14 Jul, 2018

9 commits

  • People noticed that the code match on IEEE 802.1ad (ETH_P_8021AD) ethertype,
    and this implies Q-in-Q or double tagged VLANs. Thus, we better parse
    the next VLAN header too. It is even marked as a TODO.

    This is relevant for real world use-cases, as XDP cpumap redirect can be
    used when the NIC RSS hashing is broken. E.g. the ixgbe driver HW cannot
    handle double tagged VLAN packets, and places everything into a single
    RX queue. Using cpumap redirect, users can redistribute traffic across
    CPUs to solve this, which is faster than the network stacks RPS solution.
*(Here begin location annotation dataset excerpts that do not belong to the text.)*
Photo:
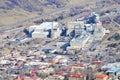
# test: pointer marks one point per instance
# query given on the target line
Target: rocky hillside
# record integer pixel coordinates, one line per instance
(31, 5)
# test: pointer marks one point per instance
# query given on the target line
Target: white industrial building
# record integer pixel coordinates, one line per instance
(45, 29)
(78, 42)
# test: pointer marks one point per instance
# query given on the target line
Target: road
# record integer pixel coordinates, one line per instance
(47, 14)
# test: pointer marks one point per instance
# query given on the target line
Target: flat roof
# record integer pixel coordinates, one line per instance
(47, 25)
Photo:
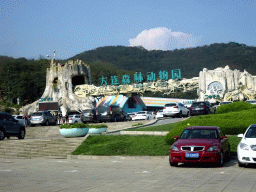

    It is left as an exerise how to distribute the packets across CPUs. It
    would be convenient to use the RX hash, but that is not _yet_ exposed
    to XDP programs. For now, users can code their own hash, as I've demonstrated
    in the Suricata code (where Q-in-Q is handled correctly).

    Reported-by: Florian Maury
    Reported-by: Marek Majkowski
    Signed-off-by: Jesper Dangaard Brouer
    Signed-off-by: Daniel Borkmann

    Jesper Dangaard Brouer
     
  • Jakub Kicinski says:

    ====================
    This set is adding support for loading driver and offload XDP
    at the same time. This enables advanced use cases where some
    of the work is offloaded to the NIC and some is done by the host.
    Separate netlink attributes are added for each mode of operation.
    Driver callbacks for offload are cleaned up a little, including
    removal of .prog_attached flag.
    ====================

    Acked-by: Alexei Starovoitov
    Signed-off-by: Daniel Borkmann

    Daniel Borkmann
     
  • Split handling of offloaded and driver programs completely. Since
    offloaded programs always come with XDP_FLAGS_HW_MODE set in reality
    there could be no sharing, anyway, programs would only be installed
    in driver or in hardware. Splitting the handling allows us to install
    programs in HW and in driver at the same time.

    Signed-off-by: Jakub Kicinski
    Reviewed-by: Quentin Monnet
    Signed-off-by: Daniel Borkmann

    Jakub Kicinski
     
  • Add tests for having an XDP program attached in the driver and
    another one attached in HW simultaneously.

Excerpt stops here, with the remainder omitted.